In a formal letter to the leaders on the eve of the summit, Mr Tusk proposed a longer, flexible extension - although "no longer than one year" - to avoid creating more cliff-edge extensions or emergency summits in the future.
Any delay should have conditions attached, he said - including that there would be no reopening of the withdrawal agreement talks.
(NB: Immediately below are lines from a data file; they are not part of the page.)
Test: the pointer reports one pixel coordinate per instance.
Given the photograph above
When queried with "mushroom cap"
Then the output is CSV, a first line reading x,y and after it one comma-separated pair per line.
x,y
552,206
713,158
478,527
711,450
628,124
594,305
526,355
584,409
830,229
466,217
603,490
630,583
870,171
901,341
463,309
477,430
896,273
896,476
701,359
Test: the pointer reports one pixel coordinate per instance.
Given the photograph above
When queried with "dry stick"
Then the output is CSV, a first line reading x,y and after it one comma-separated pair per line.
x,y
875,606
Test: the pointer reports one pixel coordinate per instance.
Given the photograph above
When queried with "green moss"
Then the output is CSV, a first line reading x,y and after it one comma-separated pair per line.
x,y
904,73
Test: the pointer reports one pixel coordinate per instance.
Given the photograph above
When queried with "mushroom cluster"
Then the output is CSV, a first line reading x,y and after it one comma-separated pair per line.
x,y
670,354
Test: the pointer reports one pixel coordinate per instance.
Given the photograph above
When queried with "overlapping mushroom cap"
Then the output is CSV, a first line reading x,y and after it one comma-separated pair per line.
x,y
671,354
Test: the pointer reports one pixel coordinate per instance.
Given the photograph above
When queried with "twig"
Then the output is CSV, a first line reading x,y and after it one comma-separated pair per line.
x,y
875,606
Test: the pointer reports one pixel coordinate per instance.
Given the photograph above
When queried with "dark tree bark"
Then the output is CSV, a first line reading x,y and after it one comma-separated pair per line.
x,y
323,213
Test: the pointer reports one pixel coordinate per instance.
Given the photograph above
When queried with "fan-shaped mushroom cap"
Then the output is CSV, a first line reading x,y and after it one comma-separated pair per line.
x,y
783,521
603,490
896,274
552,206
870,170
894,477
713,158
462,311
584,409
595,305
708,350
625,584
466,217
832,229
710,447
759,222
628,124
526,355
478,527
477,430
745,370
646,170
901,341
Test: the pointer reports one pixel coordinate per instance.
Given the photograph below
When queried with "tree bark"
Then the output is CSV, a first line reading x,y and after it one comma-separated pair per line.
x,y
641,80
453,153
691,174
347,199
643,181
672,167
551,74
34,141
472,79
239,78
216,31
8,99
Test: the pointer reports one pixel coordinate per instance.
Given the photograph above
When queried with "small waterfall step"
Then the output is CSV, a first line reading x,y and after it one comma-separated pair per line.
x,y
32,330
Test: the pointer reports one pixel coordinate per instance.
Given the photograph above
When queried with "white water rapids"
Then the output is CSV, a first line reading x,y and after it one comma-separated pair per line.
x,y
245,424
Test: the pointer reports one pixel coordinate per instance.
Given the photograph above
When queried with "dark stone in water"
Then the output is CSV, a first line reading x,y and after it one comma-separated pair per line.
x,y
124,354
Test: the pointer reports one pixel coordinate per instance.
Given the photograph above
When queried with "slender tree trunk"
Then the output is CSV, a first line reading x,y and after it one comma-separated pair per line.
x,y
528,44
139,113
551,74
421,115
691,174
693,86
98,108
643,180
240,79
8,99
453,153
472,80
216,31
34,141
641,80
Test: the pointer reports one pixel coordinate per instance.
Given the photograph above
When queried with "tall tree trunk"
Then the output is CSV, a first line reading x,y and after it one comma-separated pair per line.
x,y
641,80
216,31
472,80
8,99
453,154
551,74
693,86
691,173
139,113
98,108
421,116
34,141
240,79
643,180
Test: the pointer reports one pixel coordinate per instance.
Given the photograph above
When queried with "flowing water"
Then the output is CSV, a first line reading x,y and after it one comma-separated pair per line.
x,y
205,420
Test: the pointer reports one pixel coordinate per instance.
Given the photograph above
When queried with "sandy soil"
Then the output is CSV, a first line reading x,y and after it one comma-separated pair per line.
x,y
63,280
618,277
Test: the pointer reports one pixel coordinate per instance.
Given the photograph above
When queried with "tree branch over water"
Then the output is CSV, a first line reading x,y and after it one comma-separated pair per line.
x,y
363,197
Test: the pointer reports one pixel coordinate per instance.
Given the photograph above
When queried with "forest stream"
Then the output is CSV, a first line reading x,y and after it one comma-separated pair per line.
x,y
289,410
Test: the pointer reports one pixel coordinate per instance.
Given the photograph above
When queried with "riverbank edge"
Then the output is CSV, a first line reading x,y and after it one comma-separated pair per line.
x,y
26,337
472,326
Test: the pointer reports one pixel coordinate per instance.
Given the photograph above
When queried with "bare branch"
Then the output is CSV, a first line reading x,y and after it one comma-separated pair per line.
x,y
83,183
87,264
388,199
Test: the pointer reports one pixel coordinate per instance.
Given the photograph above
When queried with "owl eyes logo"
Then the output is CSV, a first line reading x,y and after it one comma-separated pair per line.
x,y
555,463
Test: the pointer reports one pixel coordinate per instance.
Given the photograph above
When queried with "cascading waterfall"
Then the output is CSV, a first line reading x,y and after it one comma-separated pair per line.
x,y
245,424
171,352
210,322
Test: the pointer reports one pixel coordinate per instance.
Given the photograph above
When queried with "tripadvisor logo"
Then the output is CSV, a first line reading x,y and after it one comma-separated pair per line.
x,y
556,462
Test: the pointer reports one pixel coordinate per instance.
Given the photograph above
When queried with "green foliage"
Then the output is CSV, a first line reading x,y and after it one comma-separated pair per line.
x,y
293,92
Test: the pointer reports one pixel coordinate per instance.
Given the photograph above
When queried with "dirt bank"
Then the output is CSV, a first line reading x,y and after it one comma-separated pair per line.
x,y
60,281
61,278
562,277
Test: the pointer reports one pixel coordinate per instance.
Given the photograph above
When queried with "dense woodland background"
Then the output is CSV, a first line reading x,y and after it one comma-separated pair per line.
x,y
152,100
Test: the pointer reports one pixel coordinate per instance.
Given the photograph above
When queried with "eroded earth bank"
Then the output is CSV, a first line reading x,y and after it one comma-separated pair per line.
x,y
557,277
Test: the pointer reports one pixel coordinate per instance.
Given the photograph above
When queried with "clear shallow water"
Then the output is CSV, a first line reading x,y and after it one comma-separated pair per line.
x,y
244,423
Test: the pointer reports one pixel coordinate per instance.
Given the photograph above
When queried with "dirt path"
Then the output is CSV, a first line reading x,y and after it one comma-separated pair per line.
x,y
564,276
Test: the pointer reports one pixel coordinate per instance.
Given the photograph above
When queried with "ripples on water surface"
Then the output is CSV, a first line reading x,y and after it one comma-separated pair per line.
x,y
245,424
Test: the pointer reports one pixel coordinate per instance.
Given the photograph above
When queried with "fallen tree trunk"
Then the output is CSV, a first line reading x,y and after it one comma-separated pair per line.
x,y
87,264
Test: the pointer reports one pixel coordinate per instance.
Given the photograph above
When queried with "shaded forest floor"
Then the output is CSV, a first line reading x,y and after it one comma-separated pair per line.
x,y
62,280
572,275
And the UK would have the option to leave earlier if a Brexit deal was ratified.
Referring to Mrs May's proposal for an extension until the end of June, he added there was "little reason to believe" that Mrs May's deal could be ratified by then.
And if the European Council did not agree on an extension at all, "there would be a risk of an accidental no-deal Brexit", he said.
Mr Tusk also warned that "neither side should be allowed to feel humiliated at any stage in this difficult process".
EU officials have prepared a draft document for the leaders to discuss at the summit - with the end date of the delay left blank for them to fill in once deliberations have ended.
On Tuesday, Mrs May travelled to Berlin for talks with German Chancellor Angela Merkel, and then to Paris to meet French President Emmanuel Macron, in a bid to seek their support for her shorter delay.
Afterwards, Ms Merkel said a delay that ran until the end of this year or the start of 2020 was a possibility.
In a statement, Downing Street said the prime minister and Chancellor Merkel agreed on the importance of ensuring Britain's orderly withdrawal.
Meanwhile, talks between Labour and the Conservatives are scheduled to resume after Mrs May returns from the summit.
The Brexit Secretary, Stephen Barclay, said holding talks with the opposition was "contrary to the normal tradition", but they were taking place "in good faith".
Labour MP Jack Dromey, who has campaigned to rule out no-deal in Parliament, criticised Mrs May for taking two years to reach out to his party, but said there was a "genuine desire" on both sides to reach an agreement.
"Those negotiations are tough, they will take time and there is a mountain to climb," he added.
"But there is a duty that falls upon all members of Parliament to reach a better deal for Britain to protect the British national interest."